Yehuda’dan geriye kalan başka bir şey de, “ölüm öpücüğü”ydü. İsa’yı yakalamaya gelen askerler, adını çok duydukları İsa’nın kim olduğunu bilmiyorlardı. Anlaşmaya göre, askerler gelince, Yehuda gidip İsa’yı öpecek ve böylece onun kimliğini belli edecekti.

O ölüm öpücüğü, ihanetlerin bir sembolü ve kalplerimizde bir ağrı olarak bugüne kadar geldi.
Modern çağ, insan ruhunun kapitalizmin kuyusunda boğulduğu zamanın adıdır.

Herkes işinde, evinde ve sokakta hem hayata hem kendisine yabancılaşmış halde, koca bir çarkın parçası olarak nefes alıp verir.

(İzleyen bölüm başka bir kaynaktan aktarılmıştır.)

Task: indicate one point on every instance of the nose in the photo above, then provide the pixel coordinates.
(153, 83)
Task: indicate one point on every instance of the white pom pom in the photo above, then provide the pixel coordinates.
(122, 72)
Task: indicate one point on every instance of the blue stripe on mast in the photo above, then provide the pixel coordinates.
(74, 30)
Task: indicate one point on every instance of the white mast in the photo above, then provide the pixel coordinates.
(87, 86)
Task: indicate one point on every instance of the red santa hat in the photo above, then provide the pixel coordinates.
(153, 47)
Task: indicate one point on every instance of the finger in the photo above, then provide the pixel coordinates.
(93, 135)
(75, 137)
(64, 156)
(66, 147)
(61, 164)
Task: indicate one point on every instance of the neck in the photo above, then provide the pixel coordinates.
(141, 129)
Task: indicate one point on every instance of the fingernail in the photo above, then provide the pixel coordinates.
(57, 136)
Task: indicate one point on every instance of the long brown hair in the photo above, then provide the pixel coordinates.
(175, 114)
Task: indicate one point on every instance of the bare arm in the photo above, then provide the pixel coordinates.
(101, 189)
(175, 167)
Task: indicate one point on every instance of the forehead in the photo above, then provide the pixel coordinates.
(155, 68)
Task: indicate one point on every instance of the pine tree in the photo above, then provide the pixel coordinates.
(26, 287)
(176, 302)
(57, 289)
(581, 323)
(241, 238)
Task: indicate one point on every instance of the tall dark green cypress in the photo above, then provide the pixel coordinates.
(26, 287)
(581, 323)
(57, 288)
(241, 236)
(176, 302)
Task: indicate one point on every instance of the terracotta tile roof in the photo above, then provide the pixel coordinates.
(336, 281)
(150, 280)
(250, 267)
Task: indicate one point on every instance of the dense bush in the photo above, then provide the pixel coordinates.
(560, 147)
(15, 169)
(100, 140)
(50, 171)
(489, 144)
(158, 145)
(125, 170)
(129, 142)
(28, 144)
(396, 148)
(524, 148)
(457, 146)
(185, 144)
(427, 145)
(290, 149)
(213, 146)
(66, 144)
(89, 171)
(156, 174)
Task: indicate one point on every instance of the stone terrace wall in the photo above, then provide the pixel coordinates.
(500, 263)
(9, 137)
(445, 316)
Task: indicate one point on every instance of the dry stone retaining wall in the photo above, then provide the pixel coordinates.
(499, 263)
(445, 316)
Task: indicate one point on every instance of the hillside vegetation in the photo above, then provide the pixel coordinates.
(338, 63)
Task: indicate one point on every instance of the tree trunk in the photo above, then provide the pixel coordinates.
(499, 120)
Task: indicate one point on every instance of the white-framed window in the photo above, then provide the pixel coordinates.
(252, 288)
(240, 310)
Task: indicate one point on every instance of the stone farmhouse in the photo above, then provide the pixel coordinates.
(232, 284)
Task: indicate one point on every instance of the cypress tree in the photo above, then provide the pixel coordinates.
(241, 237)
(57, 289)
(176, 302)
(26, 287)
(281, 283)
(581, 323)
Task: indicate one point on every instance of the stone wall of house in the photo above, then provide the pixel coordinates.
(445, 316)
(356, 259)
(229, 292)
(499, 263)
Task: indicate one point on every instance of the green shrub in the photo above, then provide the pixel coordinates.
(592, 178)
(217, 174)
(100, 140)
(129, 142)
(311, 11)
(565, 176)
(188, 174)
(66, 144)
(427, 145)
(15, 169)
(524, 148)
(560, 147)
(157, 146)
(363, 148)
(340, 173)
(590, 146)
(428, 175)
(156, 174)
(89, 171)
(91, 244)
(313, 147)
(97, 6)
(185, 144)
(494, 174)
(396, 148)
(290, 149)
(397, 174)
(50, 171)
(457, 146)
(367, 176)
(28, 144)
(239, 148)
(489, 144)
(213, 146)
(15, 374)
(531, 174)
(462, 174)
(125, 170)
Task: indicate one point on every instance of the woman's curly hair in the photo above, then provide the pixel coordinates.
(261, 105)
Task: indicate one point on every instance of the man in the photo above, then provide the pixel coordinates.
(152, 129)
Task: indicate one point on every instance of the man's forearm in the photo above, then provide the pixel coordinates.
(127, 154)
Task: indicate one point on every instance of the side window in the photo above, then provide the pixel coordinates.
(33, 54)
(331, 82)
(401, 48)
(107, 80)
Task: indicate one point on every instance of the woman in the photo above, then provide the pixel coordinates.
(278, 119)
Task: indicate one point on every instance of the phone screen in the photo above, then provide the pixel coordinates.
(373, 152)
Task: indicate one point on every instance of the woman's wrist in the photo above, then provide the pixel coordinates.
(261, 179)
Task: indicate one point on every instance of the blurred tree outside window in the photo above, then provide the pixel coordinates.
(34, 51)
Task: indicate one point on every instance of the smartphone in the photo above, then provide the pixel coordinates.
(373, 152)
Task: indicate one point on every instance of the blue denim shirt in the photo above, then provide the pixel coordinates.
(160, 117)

Öyle derler, her sabah bir çarmıh yola çıkıp sahibini ararmış.


Ve her sabah bir Yehuda, öperek ihanet edeceği birini bulmak için yollara düşermiş. Şairler söylemişti zaten, kahramanlar kılıçla, alçaklar ise öpücükle öldürür diye.


Ama aslolan o değil.

Erguvanlar açmış her yanda.

Ve güneş, bu dünyanın tek sahibidir.